Un paio di volte l’ho fatto deliberatamente: ho affondato le dita nella stoffa del divano, fredda, vuota, per sentire che Murka non era lì. Lo sapevo, che non l’avrei trovata: non ero in trance, mezzo addormentato, convinto che ci sarebbe stata, ero sveglio, cosciente, consapevole che è morta da cinque anni. Ma ho comunque voluto portare a termine quel movimento, che ho iniziato senza davvero pensarci, nonostante il risultato diverso.

I have had a thousand days to wither,
Missed the point of no return.
I have made my changes for the bitter
And watched your painted likeness burn.
It could not save me, nor you,
The passers-through, no matter
Who might make it to the end,
It did not save you.

È un attimo di automazione, un gesto che ho abituato il mio corpo a fare, come camminare, respirare, suonare il pianoforte. Il mio braccio ricorda ancora che, nel buio, andando in cucina, era suo dovere accarezzare Murka. È diventato parte di ciò che sono.
Murka è un po’ un mio arto fantasma: ha fatto parte di me da sempre, e la consapevolezza della sua assenza non può cancellare in un secondo tutte le azioni che ero programmato a fare per lei. Così come quando si perde un braccio si tenta ancora di muoverlo, a volte si sente addirittura prurito, solletico o dolore là dove non c’è più nulla.
E la cosa un po’ mi consola: magari significa che a strada per guarire dal dolore della sua perdita è ancora lunga, ma almeno non la dimenticherò. Fa parte di me in una maniera troppo viscerale perché possa accadere.
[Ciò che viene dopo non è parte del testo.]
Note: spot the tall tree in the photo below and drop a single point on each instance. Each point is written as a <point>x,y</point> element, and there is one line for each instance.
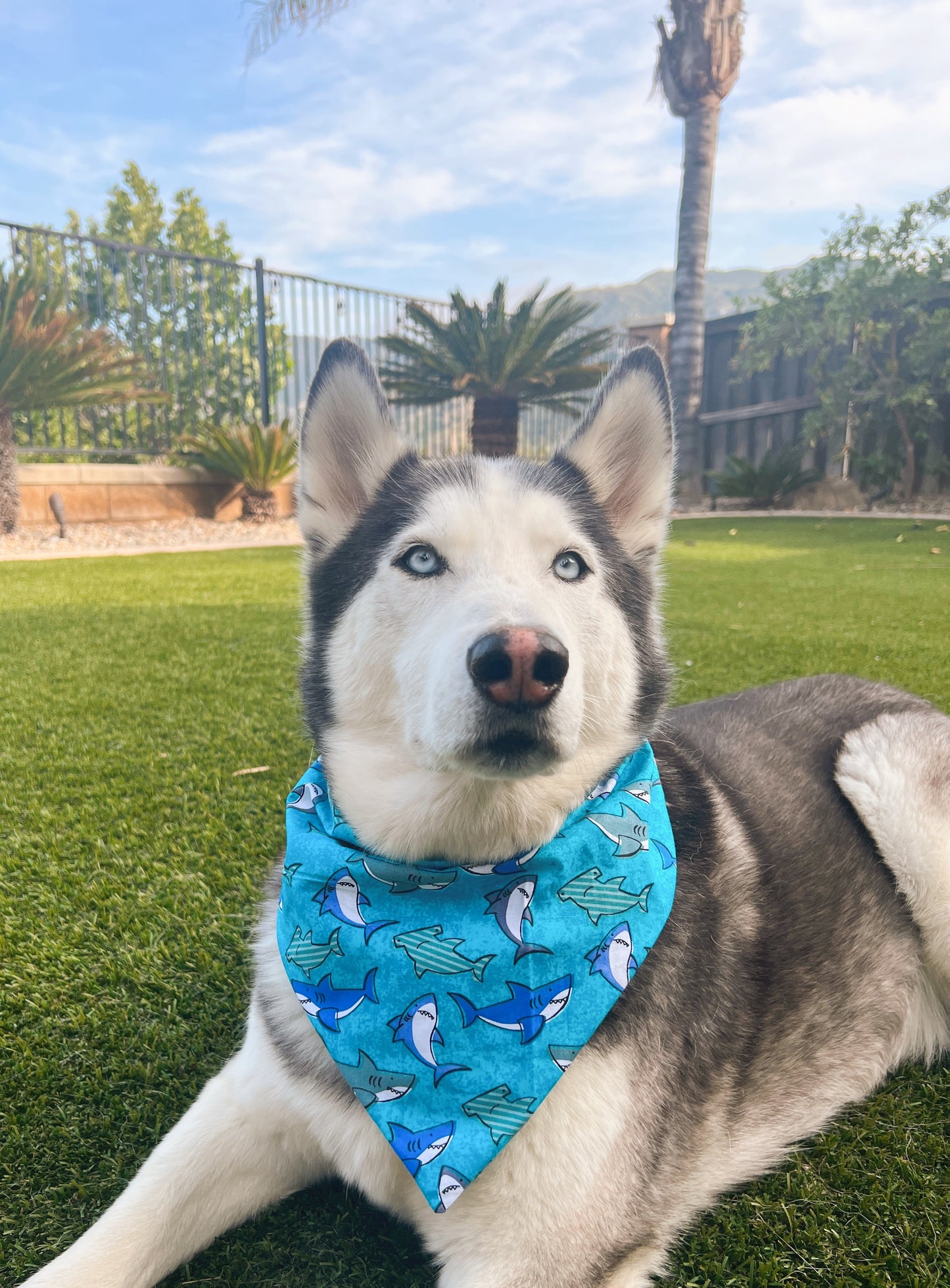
<point>49,359</point>
<point>533,354</point>
<point>698,64</point>
<point>872,315</point>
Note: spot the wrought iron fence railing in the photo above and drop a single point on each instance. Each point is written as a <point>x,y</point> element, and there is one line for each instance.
<point>221,339</point>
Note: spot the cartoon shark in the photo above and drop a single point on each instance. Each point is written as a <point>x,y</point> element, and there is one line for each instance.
<point>306,796</point>
<point>427,951</point>
<point>506,869</point>
<point>526,1011</point>
<point>343,900</point>
<point>602,898</point>
<point>450,1185</point>
<point>503,1117</point>
<point>642,790</point>
<point>418,1028</point>
<point>418,1148</point>
<point>373,1086</point>
<point>614,957</point>
<point>668,860</point>
<point>563,1057</point>
<point>404,877</point>
<point>511,909</point>
<point>307,955</point>
<point>627,830</point>
<point>330,1005</point>
<point>604,789</point>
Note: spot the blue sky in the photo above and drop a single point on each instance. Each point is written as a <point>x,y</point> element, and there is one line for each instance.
<point>421,145</point>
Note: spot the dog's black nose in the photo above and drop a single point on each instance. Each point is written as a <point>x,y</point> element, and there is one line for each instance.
<point>521,668</point>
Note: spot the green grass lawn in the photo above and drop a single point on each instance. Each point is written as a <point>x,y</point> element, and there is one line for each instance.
<point>131,860</point>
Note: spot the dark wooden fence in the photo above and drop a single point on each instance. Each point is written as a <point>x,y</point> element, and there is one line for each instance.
<point>751,417</point>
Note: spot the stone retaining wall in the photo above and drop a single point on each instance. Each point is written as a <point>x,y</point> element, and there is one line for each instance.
<point>133,494</point>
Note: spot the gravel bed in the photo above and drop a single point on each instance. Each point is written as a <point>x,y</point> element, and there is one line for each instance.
<point>164,534</point>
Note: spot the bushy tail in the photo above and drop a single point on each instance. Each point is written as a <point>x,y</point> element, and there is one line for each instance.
<point>442,1069</point>
<point>524,950</point>
<point>469,1014</point>
<point>373,927</point>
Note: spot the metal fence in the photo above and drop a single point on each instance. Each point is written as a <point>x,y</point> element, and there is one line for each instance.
<point>222,339</point>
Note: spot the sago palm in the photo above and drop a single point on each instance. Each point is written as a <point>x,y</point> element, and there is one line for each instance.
<point>533,354</point>
<point>49,361</point>
<point>257,456</point>
<point>698,66</point>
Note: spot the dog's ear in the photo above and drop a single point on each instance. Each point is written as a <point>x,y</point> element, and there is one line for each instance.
<point>348,442</point>
<point>624,448</point>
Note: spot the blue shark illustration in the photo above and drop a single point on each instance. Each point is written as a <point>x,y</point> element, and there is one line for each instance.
<point>526,1011</point>
<point>668,860</point>
<point>306,796</point>
<point>500,1115</point>
<point>418,1028</point>
<point>343,900</point>
<point>625,830</point>
<point>511,907</point>
<point>405,877</point>
<point>602,898</point>
<point>450,1187</point>
<point>308,956</point>
<point>642,790</point>
<point>604,789</point>
<point>506,869</point>
<point>563,1057</point>
<point>329,1005</point>
<point>428,951</point>
<point>614,957</point>
<point>418,1148</point>
<point>374,1086</point>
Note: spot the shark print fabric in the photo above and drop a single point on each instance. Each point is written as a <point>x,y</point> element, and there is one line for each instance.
<point>465,992</point>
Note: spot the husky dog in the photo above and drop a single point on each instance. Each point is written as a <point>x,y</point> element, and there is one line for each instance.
<point>484,647</point>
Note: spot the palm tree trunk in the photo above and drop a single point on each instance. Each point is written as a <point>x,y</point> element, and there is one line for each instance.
<point>700,130</point>
<point>9,486</point>
<point>495,426</point>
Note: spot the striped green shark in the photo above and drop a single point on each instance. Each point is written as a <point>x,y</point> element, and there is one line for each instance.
<point>374,1086</point>
<point>428,951</point>
<point>602,898</point>
<point>502,1116</point>
<point>304,954</point>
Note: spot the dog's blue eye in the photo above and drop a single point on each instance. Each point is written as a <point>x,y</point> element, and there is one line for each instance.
<point>570,567</point>
<point>422,562</point>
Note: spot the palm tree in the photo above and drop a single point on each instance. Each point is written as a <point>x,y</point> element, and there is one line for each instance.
<point>272,18</point>
<point>49,361</point>
<point>698,64</point>
<point>534,354</point>
<point>256,456</point>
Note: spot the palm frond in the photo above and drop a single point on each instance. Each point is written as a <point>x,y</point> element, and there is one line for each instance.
<point>257,456</point>
<point>273,17</point>
<point>48,359</point>
<point>534,354</point>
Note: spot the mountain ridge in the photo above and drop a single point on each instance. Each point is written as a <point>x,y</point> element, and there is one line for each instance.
<point>653,294</point>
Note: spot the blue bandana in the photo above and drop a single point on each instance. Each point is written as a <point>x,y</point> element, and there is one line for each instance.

I stare at the limb as its precious skin becomes illusion.
These bones are at home and I’ll keep on cherishing them.

I feel, yet I reach into thin air.
You heal to your heart’s content.
I still feel, yet I reach into thin air.
You heal to your heart’s content, heart’s demand.

Wednesday 1 January 2020

Roar


È assolutamente irrazionale, lo so, ma a questo gito sotto sotto sono un po’ entusiasta del Capodanno. L’unico motivo è che sono iniziati gli Anni Venti, e una qualche parte di me spera che, esteticamente e spiritualmente, possano riportarci ai veri Anni Venti. Quelli del secolo scorso, con le fingerwaves, i lustrini, le frange, il trucco pesante, le piume di struzzo e i turbanti. Gli Anni Venti di Agatha Christie, dei viaggi archeologici in Medioriente, della spensieratezza, del gin, del jazz, del charleston, del cinema muto, delle sedute spiritiche.

Che poi, di avvisaglie degli Anni Venti ne abbiamo avute ultimamente, specie qui in Italia, ma quelle sbagliate. Siamo al giro di boa, al centenario di ciò che ha innescato la pagina più buia della già difficile storia europea: abbiamo la possibilità di riportare indietro il glamour e la bellezza di quel periodo senza per forza ripeterne gli errori.
La situazione attuale non è rosea, ma oggi è Capodanno. Di più, è l’alba di una nuova decade: voglio essere positivo. Voglio crederci, voglio pensare che saranno dieci anni di flapper e progressi sociali. Così come gli Anni Dieci sono iniziati bene e sono crollati verso la metà, questi Anni Venti possono iniziare dal fondo e risalire.

Abbiamo solo bisogno di crederci, convincerci e agire. Magari finiremo ad amare questi Anni Venti quanto abbiamo amato gli scorsi.